Der Staatschef ist gegenüber dem Parlament nicht verantwortlich. Durch eine 2007 beschlossene Verfassungsänderung sind Staatschefs im Amt vor Strafverfolgung ausdrücklich geschützt. Das Parlament kann den Präsidenten nur bei schweren Verfehlungen mit Zweidrittelmehrheit absetzen.
Frankreichs Staatschef ist Oberbefehlshaber der Streitkräfte und hat in der Verteidigungs- und Außenpolitik das Sagen. Seine stärksten Druckmittel sind der rote Knopf zum Einsatz von Atomwaffen und das Vetorecht im UN-Sicherheitsrat.
Der Präsident ernennt den Premierminister und auf dessen Vorschlag die übrigen Minister, leitet die wöchentlichen Kabinettssitzungen und nimmt Ernennungen für die wichtigsten Staatsämter vor.
Seine Macht wird jedoch eingeschränkt, wenn der Regierungschef aus einem anderen politischen Lager kommt und der Präsident keine eigene Mehrheit in der Nationalversammlung hat. Dieser Fall der „Kohabitation“ war bei der Verabschiedung der Verfassung nicht vorgesehen. Er trat aber bereits drei Mal ein, zuletzt 1997 bis 2002, als der konservative Staatschef Jacques Chirac mit dem sozialistischen Premierminister Lionel Jospin auskommen musste.

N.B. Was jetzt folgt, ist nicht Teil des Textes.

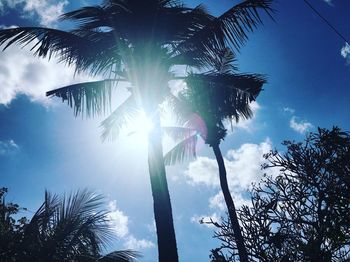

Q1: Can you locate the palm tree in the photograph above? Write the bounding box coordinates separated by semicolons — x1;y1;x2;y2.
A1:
164;50;266;261
4;190;140;262
0;0;272;262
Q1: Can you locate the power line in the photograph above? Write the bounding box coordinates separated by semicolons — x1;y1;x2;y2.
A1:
304;0;350;45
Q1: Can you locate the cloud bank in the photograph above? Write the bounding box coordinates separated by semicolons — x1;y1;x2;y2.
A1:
108;200;155;250
0;46;93;105
289;116;313;134
0;0;69;26
185;138;277;222
340;43;350;65
0;139;19;156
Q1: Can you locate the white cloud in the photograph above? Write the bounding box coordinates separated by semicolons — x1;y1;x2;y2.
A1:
0;43;92;105
185;157;220;187
185;139;272;190
340;43;350;64
283;107;295;115
124;236;155;250
0;0;69;26
289;116;313;134
185;138;278;218
209;192;226;211
108;200;155;250
0;139;19;156
108;200;129;238
190;212;220;228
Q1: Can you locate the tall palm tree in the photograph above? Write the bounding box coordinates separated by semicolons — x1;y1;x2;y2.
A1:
164;50;266;261
0;0;272;262
3;190;139;262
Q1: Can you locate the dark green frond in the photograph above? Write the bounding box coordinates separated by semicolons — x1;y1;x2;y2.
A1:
46;79;118;116
183;74;266;122
164;134;198;165
219;0;273;50
100;95;139;141
0;27;121;75
97;250;141;262
175;0;273;65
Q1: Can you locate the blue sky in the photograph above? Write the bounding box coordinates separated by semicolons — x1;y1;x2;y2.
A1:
0;0;350;262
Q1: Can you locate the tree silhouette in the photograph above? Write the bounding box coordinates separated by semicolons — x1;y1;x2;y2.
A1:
0;188;140;262
0;0;272;262
165;50;265;261
211;127;350;261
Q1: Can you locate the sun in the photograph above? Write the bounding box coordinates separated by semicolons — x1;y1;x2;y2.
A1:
128;111;154;140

Während Macron und Fillon die Franzosen mehr arbeiten sehen wollen, will der Linke-Kandidat Mélenchon das Gegenteil: eine 32-Stunden-Woche. Außerdem soll der Netto-Mindestlohn auf 1326 Euro steigen. Derzeit liegt er bei 1300 Euro brutto. Marine Le Pen hat sich explizit für die 35-Stunden-Woche ausgesprochen.

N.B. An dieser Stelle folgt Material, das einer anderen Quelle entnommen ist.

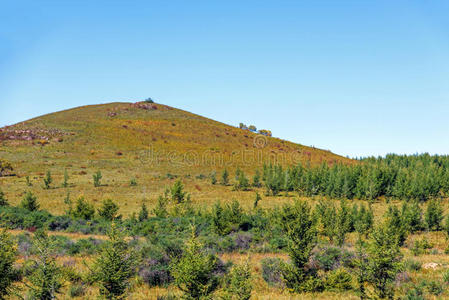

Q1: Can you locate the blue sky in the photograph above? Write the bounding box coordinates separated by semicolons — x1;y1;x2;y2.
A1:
0;0;449;157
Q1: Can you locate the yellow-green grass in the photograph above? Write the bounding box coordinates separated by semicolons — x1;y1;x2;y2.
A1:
0;103;355;216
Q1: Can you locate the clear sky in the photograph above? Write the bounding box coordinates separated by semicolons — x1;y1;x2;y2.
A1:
0;0;449;157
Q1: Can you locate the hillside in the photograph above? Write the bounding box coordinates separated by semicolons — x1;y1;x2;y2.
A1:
0;102;351;214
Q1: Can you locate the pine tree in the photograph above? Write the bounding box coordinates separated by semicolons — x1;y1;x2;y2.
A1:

Mit der Kriminalitätsbekämpfung wollen sich sowohl Macron als auch Le Pen profilieren: Macron will 10.000 zusätzliche Polizisten einstellen und 15.000 neue Gefängnisplätze schaffen, während Marine Le Pen sogar noch höher pokert: Sie fordert 15.000 neue Stellen für Polizisten und 40.000 weitere Plätze in den Gefängnissen. Diese platzen ohnehin aus allen Nähten.
Kurz vor den Wahlen wurden dei Sicherheitsmaßnahmen noch einmal verstärkt, Francois Fillon soll besonders gefährdet sein. Die Präsidentenwahl am Sonntag wird von 50.000 Polizisten und Soldaten geschützt. Erst am Dienstag wurden in Marseille zwei mutmaßliche Islamisten festgenommen, in deren Wohnung ein Waffenarsenal versteckt war. Laut Anti-Terrorstaatsanwalt François Molins drohte ein Anschlag in den nächsten Tagen.
Drei Tage vor der ersten Runde der Präsidentschaftswahl kämpfen die Favoriten Marine Le Pen und Emmanuel Macron mit sinkenden Umfragewerten. Trotzdem sieht es noch danach aus, als ob es diese beiden Kandidaten in die Stichwahl schaffen würden. Beide kämen laut einer am Montag veröffentlichten Umfrage des Instituts Opinionway derzeit auf je rund 22 Prozent der Stimmen. Francois Fillon liegt trotz der Affäre um die Scheinbeschäftigung noch immer in Schlagweite, ebenso wie Jean-Luc Mélenchon, der durch die zwei Fernsehduelle und eine klare Social Media Strategie, in den vergangenen Wochen deutlich aufholen konnte.